The present collection of the museum, located on the picturesque Museum Island (Museumsinsel) in Berlin, is based on a 19th-century private collection of a German banker. Mostly it hosts German painters, but it also has some pieces of French masters like Renoir, Signac, Vlaminck. It covers the most significant art trends of the 19th century like Neo-classicism, Romanticism, Impressionism and Post-Impressionism, Art-Nouveau, but it also contains valuable pieces of Expressionism, the trend that has so many and good adepts in the first two decades of the 20th century.
The paintings in the examples below were conceived in the 1830s and 1840s and all depict in a realistic manner people and home interiors. The people and the interior designs belonged to the upper and middle bourgeoisie, the social-category that became prominent in the mid 19th century, in the context of the economic and industrial modernization of the Western European societies. This social category, as the examples below show, became self-conscious of their status and they showed it in clothing and in the accessories, but above all, in the facial expression, which, noticeably in women, gave an air of self-reliance. The well-being of the society at large is suggested not only by the refined interior objects (lamps, furniture, curtains, carpets), but also by the idea of travelling.
As expected, the most numerous paintings are those dated in the second half of the 19th century. This richness corresponds to the complexity of the age, at both political and artistic levels. The 1870s saw the creation of the unified German state along with the establishment of a period of economic stability, which strengthened the position of bourgeoisie in society and further developed the cities. The old aristocratic families began to lose influence in front of the bourgeoisie who, in turn, established new criteria of social prestige like intellectual and professional fame. The most enduring art trend of the time was Romanticism, which exploited topics like the geographic distance and the interpretation of the present through the prism of the glorious deeds of the past. Romanticism in painting tapped enormously on the exoticization of human faces and on the beautification of human stances and accessories by integrating them in a dynamics similar to a battlefield. The public events like the ball and meeting the emperor scenes depicted in the paintings below are typical examples of Romanticism. This cheerfulness was followed by the focus on the way the human face is reflected in the surrounding objects, with both seen as the major coveyor of the soul’s complexity. This was Impressionism. Below, you can see few pieces of its unequalled master, Auguste Renoir.
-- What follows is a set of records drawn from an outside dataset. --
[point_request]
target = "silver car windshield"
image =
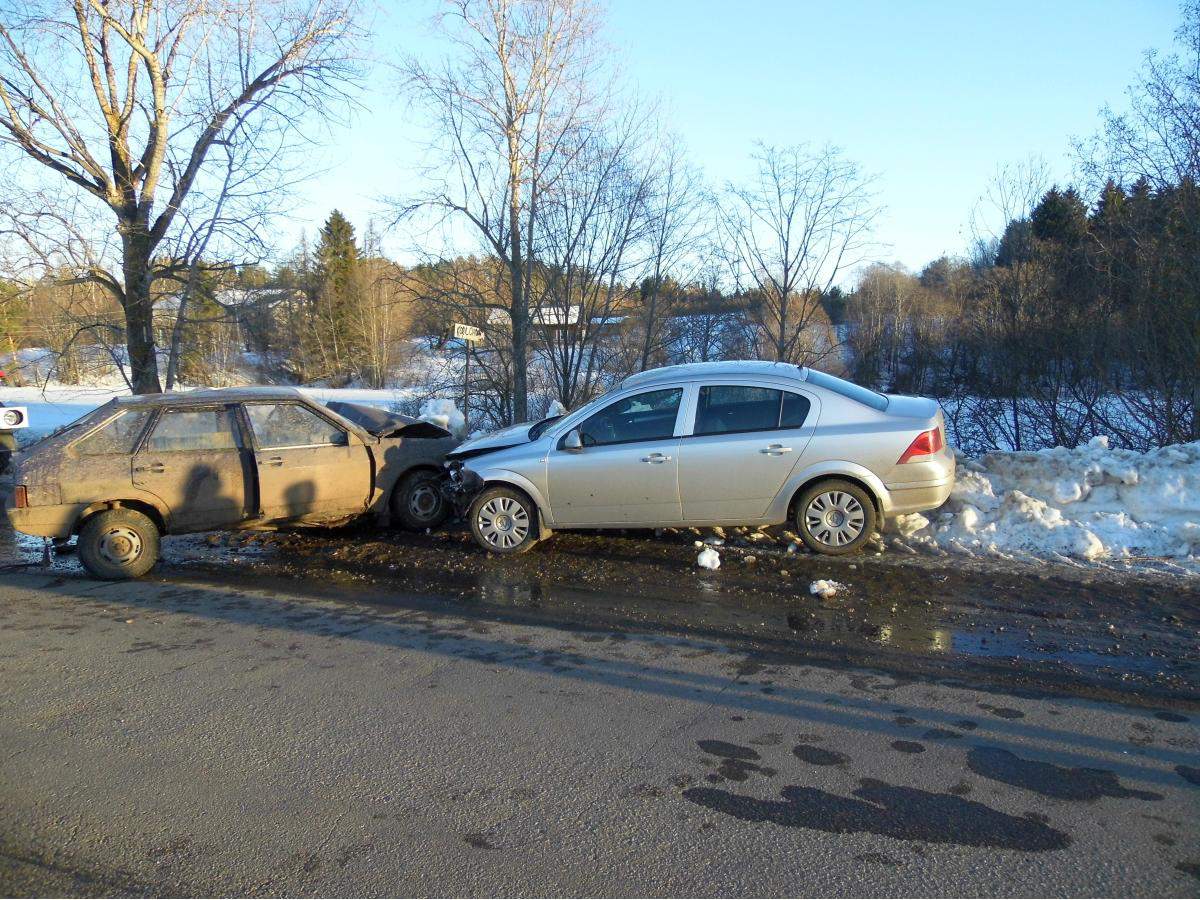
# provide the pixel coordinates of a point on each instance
(847, 389)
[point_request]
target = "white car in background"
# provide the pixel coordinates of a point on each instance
(711, 444)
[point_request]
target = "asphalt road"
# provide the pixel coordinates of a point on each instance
(186, 738)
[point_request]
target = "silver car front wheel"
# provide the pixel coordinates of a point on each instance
(503, 521)
(835, 517)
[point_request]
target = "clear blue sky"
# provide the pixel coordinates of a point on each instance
(931, 96)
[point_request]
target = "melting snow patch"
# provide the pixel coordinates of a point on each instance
(825, 589)
(1092, 503)
(444, 413)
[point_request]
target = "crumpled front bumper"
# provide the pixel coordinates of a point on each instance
(461, 486)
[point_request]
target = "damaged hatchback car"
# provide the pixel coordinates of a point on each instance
(243, 457)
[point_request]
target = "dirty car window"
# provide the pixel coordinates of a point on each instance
(281, 425)
(193, 430)
(117, 437)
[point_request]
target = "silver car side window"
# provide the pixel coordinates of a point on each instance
(642, 417)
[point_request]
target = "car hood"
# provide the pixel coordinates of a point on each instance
(499, 439)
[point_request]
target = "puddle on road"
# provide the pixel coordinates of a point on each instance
(913, 629)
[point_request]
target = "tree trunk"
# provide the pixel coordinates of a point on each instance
(138, 305)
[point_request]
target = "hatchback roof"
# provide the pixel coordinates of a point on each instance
(715, 370)
(211, 395)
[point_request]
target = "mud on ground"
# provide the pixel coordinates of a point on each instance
(1036, 627)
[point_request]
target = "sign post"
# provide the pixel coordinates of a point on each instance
(468, 335)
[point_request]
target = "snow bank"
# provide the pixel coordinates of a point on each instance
(1091, 503)
(444, 413)
(53, 407)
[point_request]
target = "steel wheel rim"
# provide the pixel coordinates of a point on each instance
(835, 519)
(503, 522)
(120, 545)
(424, 501)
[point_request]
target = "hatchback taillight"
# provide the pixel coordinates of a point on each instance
(924, 444)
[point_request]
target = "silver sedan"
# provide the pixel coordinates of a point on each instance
(712, 444)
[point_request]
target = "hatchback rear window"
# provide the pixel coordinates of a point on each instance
(118, 436)
(847, 389)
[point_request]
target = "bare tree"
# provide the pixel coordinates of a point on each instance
(594, 220)
(123, 102)
(676, 229)
(509, 108)
(789, 233)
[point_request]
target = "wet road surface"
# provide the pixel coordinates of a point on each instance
(183, 736)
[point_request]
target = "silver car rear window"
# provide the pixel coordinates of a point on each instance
(847, 389)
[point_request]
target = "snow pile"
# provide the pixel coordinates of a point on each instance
(826, 589)
(1090, 503)
(444, 413)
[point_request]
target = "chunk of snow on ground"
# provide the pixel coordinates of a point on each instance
(826, 589)
(911, 523)
(1092, 503)
(444, 413)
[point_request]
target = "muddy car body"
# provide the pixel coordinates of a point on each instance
(712, 444)
(247, 457)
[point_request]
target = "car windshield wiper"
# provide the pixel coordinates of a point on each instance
(538, 430)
The last category described here belong to those productions of the first two decades of the 20th century. Most of them are Expressionist in style, meaning they aim to rather suggest reality than to depict it as such (that is why the night was a prefered topic and background of expressionist painters), whereas some approach realistic themes like death, human congregation having at the centre ordinary people. Germany’s long period of stability was gone at the time. Its society got through traumatic years of war and was facing the effects of a humiliating defeat and loss of authority of the German political elite. The embodiment of the latter was the Weimer Republic, whose weakness in front of the enemies of democracy was seen as the natural result of the clashes between poor and rich, between new and old in the German society. The painting reflected these by focusing on the tormented human nature as visible in the face features and in the body stances. All faces depicted in the paintings below have one thing in common, irrespective of social, gender, cultural differences: they all focus on the psychology of the person. Distance, isolation, boredom, vanity, weakness, meditation, cruelty, fragility are portrayed under the pretext of showing an attractive lady, or an upper class one, or depicting a family scene, etc.